The harsh operating conditions of the arctic seas placed high requirements on the strength, reliability and redundancy of the propulsion machinery, especially for single-screw ships operating independently without icebreaker escort. For this reason the robust propulsion system had several innovative features and prototype arrangements to improve the ship's operational capability. Propulsion power was provided by two 14-cylinder Wärtsilä-Sulzer 14ZV40/48 4-stroke medium-speed diesel engines running on heavy fuel oil, each with a maximum continuous output of 7700 kW at 560 rpm. As a precaution against failure of the propeller pitch control mechanism the main engines were directly reversible. The main engines were connected to a single propeller shaft through a double input/single output single-stage reduction gear equipped with separate multi disc clutches and Voith fluid couplings. The hydrodynamic couplings that allowed over 100% slipping between input and output shafts were used in difficult ice conditions to increase propeller torque and protect the main engines from large torque variations resulting from propeller blades hitting the ice. The fully locking mechanical clutches were used to improve fuel efficiency when the ship was operating in open water or light ice conditions. Because the power output per shaft of the SA-15 class freighters was at that time one of the highest among icebreaking ships, second only to the Arktika class nuclear icebreakers, the propeller of the ship was of extremely robust design. The four-bladed stainless steel controllable-pitch propeller was developed and manufactured by KaMeWa specially for the SA-15 project.

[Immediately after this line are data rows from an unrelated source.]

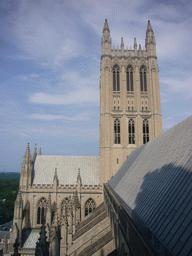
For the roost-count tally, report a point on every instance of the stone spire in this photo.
(79, 176)
(135, 47)
(42, 246)
(106, 27)
(150, 43)
(149, 28)
(106, 40)
(34, 153)
(5, 247)
(122, 46)
(40, 153)
(26, 170)
(27, 153)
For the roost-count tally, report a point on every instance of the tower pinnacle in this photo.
(106, 27)
(27, 153)
(149, 28)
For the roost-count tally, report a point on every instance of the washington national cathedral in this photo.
(61, 198)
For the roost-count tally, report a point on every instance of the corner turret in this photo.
(150, 43)
(26, 170)
(106, 40)
(34, 154)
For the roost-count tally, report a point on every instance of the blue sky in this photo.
(50, 69)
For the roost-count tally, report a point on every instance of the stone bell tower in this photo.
(130, 108)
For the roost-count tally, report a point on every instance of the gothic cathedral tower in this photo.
(130, 109)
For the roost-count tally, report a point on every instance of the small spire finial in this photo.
(27, 153)
(79, 175)
(122, 43)
(40, 153)
(34, 153)
(149, 28)
(106, 27)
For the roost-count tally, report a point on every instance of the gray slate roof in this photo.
(67, 169)
(155, 182)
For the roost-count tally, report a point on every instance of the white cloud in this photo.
(79, 96)
(179, 85)
(84, 116)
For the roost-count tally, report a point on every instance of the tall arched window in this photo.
(143, 79)
(131, 131)
(41, 210)
(116, 82)
(89, 206)
(145, 131)
(117, 134)
(129, 79)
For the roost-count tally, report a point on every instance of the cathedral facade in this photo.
(63, 190)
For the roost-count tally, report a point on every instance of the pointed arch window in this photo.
(116, 82)
(143, 79)
(145, 131)
(131, 129)
(41, 210)
(129, 79)
(117, 133)
(89, 206)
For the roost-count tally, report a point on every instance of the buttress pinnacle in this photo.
(149, 28)
(106, 27)
(27, 153)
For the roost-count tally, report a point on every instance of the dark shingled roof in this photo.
(155, 183)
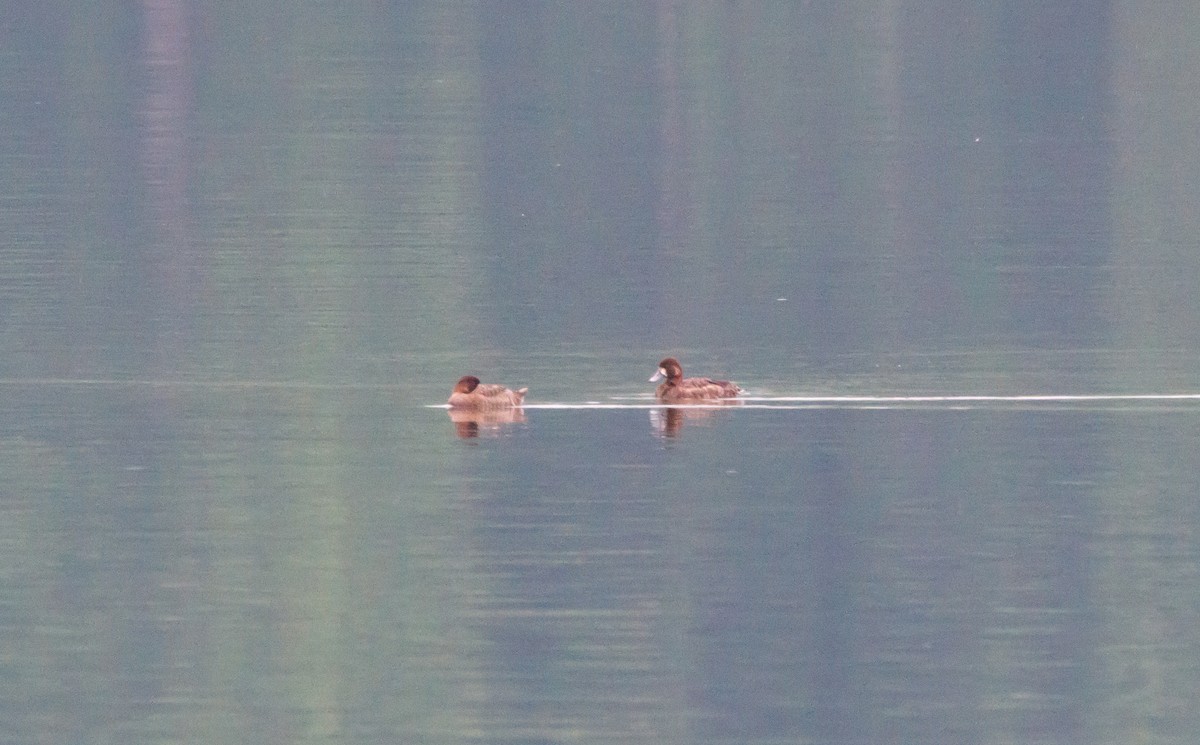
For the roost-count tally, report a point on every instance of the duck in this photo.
(677, 388)
(471, 394)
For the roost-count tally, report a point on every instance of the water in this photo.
(947, 251)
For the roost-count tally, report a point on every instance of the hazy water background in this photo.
(246, 245)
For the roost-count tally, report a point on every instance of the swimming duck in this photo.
(471, 394)
(677, 388)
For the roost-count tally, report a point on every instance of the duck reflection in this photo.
(667, 421)
(473, 422)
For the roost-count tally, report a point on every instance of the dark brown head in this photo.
(466, 384)
(669, 368)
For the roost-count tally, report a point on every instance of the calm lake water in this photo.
(949, 251)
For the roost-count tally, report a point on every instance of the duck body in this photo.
(471, 394)
(678, 389)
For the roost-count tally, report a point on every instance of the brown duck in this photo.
(471, 394)
(677, 388)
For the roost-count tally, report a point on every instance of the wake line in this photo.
(797, 402)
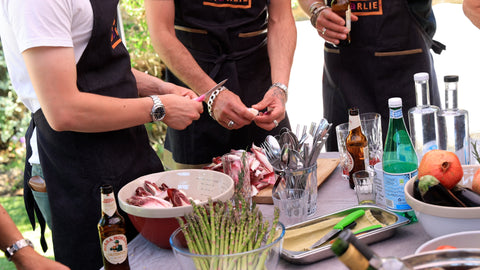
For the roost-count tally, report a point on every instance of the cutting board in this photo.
(325, 166)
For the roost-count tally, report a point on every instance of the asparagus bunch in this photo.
(220, 228)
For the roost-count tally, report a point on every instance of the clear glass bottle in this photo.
(111, 230)
(423, 118)
(453, 127)
(347, 238)
(400, 161)
(356, 144)
(342, 8)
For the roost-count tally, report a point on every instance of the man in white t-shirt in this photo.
(70, 68)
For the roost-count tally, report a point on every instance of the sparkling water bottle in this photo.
(453, 133)
(423, 118)
(400, 161)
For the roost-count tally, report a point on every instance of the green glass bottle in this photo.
(400, 162)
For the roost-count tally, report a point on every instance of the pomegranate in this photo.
(476, 182)
(442, 164)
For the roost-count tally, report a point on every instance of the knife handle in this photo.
(349, 219)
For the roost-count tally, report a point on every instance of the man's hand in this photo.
(274, 103)
(230, 112)
(331, 27)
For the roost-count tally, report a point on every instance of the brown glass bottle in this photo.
(111, 229)
(356, 144)
(342, 9)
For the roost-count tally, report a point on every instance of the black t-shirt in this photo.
(422, 10)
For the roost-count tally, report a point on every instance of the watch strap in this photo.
(157, 103)
(11, 250)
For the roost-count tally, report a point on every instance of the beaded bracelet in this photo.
(211, 99)
(315, 10)
(282, 87)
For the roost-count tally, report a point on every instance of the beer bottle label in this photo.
(109, 206)
(115, 248)
(348, 18)
(349, 162)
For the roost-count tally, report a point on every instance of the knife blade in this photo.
(347, 220)
(202, 97)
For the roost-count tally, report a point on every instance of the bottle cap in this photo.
(421, 76)
(395, 102)
(450, 78)
(105, 189)
(353, 111)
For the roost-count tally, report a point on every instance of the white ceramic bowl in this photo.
(157, 224)
(461, 240)
(441, 220)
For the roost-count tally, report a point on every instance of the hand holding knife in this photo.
(202, 97)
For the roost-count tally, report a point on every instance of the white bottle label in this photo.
(396, 113)
(115, 248)
(394, 184)
(109, 206)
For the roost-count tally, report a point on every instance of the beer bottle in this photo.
(356, 144)
(111, 229)
(342, 9)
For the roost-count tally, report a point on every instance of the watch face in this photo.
(159, 113)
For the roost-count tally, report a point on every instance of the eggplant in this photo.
(416, 192)
(466, 195)
(433, 192)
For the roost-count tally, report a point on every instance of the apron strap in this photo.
(30, 204)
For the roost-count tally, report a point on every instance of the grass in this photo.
(16, 209)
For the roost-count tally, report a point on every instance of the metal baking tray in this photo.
(306, 257)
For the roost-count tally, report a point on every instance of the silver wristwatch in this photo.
(158, 110)
(16, 247)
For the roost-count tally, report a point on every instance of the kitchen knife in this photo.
(339, 227)
(202, 97)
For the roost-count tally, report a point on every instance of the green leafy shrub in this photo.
(14, 120)
(143, 56)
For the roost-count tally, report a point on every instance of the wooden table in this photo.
(333, 195)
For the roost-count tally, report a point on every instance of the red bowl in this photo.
(157, 224)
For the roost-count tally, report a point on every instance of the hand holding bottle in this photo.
(332, 23)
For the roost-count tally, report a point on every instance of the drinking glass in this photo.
(292, 204)
(365, 186)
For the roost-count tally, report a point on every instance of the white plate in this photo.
(468, 239)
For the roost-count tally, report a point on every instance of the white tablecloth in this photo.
(333, 195)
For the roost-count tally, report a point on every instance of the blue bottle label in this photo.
(396, 113)
(394, 184)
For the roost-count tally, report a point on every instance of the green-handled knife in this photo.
(339, 227)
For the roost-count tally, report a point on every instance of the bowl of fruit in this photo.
(154, 202)
(444, 194)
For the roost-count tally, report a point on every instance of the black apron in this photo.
(76, 164)
(388, 47)
(227, 41)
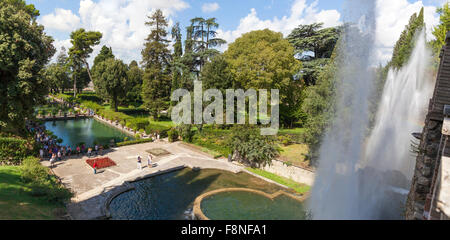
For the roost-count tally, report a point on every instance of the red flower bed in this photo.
(103, 162)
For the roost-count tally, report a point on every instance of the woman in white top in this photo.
(149, 160)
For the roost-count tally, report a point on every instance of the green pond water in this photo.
(88, 130)
(241, 205)
(168, 196)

A multipurpose general cargo ship, the vessel was capable of carrying a wide variety of cargo ranging from general and dry bulk cargoes to containers, heavy cargo, long goods and trailers. The ship had five holds fitted with tweendecks, four forwards and one abaft of the superstructure. The ship, designed to serve the remote arctic regions, was also equipped with flexible winterized cargo handling equipment for loading and unloading in undeveloped ports. For loading and unloading of general cargo, containers and bulk cargo the ship was geared with four deck cranes located on the centerline, one on the aft deck and three forwards of the superstructure. On the continuous tweendeck the ship could also carry roll-on/roll-off cargo which was loaded and unloaded via a stern quarter ramp that could also be lowered directly on ice.